This is the mail archive of the gcc@gcc.gnu.org mailing list for the GCC project.


Index Nav: [Date Index] [Subject Index] [Author Index] [Thread Index]
Message Nav: [Date Prev] [Date Next] [Thread Prev] [Thread Next]
Other format: [Raw text]

[tree-ssa] vectorizer related issues





Hi,

I went through the exercise of vectorizing a simple loop in tree-ssa,
skipping some analysis but going all the way through the transformation, in
order to get an idea of the problems and issues that lie ahead. This note
first describes what I did in general, then raises a list of open
problems/questions, and ends with a couple of tree-ssa dumps. You are
encouraged to read & respond, at least to the second part! :-)

thanks,
dorit

Part I. The preliminary implemented vectorizer

The vectorizer transforms the following simple loop:

loop1.c:
  short a[N]; short b[N]; short c[N]; int i;

  for (i=0; i<N; i++){
    a[i] = b[i] + c[i];
  }

as if it was manually vectorized by rewriting the source code into:

loop2.c:
  typedef int __attribute__((mode(V8HI))) v8hi;
  short a[N];  short b[N]; short c[N];   int i;
  v8hi *pa = (v8hi*)a, *pb = (v8hi*)b, *pc = (v8hi*)c;
  v8hi va, vb, vc;

  for (i=0; i<N/8; i++){
    vb = pb[i];
    vc = pc[i];
    va = vb + vc;
    pa[i] = va;
  }

The assembly generated by auto-vectorizing loop1.c is identical to that
generated by (manually vectorizing and) compiling loop2.c.

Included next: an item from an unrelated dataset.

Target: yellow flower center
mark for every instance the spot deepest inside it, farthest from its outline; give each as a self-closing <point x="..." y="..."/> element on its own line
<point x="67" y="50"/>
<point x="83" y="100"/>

The transformation that loop1.c undergoes is demonstrated at the end of
this note, where you'll find a dump of the (SSA) trees before and after the
vectorizer (part III).

As mentioned, I still need to go back and fill-in the implementation of a
few missing analyses. The main purpose of this exercise was to expose as
many issues/problems early on, as follow (in part II).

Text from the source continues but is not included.